Once the police trace the alleged parent, the government social welfare officer conducts DNA tests to ensure that the person is telling the truth. If the tests results are positive, the magistrate gives the order for the child to reunite with the parent and both are repatriated to their country of origin. The parent is freed with a warning to not cross borders again without authorisation and valid documentation or they will face jail time. The court order then discharges the child from SOS care.
Parents sometimes also get in touch themselves. When parents or family of origin cannot be found for reunification, the court instructs that the child remain in the care of SOS until the case is resolved.
Tell us of a difficult smuggling case you have handled – why was it difficult and what was the outcome?
A case I found difficult was of the two Somali girls.
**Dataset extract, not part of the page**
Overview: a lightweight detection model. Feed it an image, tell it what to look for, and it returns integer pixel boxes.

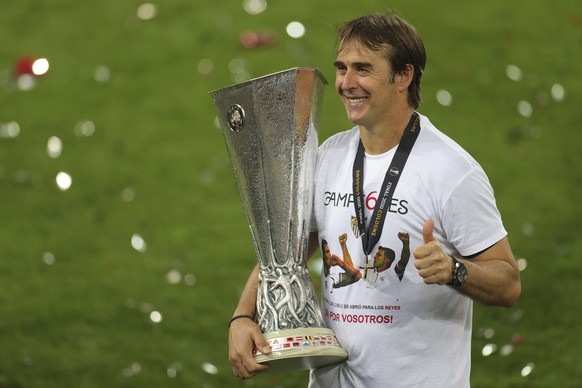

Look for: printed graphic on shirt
[321,232,410,292]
They said that they came to Botswana to reunite with their elder sister who lived as a refugee at Dukwi camp [the largest refugee camp in Botswana]. It was hard to believe that without any legal documents or anything we would be able to find their sister at the camp. The police initially suspected trafficking, that maybe the 12-year-old came to Botswana for marriage or child labour. When the children arrived at the SOS Children’s Village, some unknown people came to the village and inquired about the children, while others claimed to know them. We were very suspicious and had to take drastic measures to protect the girls. We engaged the police to patrol and guard our premises because the 12 year old was even threatening to run away.
The S&CD department involved the United Nations High Commission for Refugees (UNHCR) to help the Botswana government investigate the case. My part was to provide counselling to the children. The police department took DNA tests of the alleged sister at Dukwi refugee camp and found a positive match. The children then reunited with their sister and repatriated to Somalia.
Why has SOS Children’s Village not received child smuggling cases in the recent past?
The government has stepped up border patrols, enforced anti-trafficking laws that calls for stiffer penalties, and increased public awareness campaigns to discourage smugglers and traffickers from crossing the border. This could probably explain why the SOS village has not received new cases for almost a year. We have so far dealt with 62 smuggled children since 2015. However, considering the clandestine nature of people smuggling, it is difficult to say the extent to which Botswana is confronted by this challenge.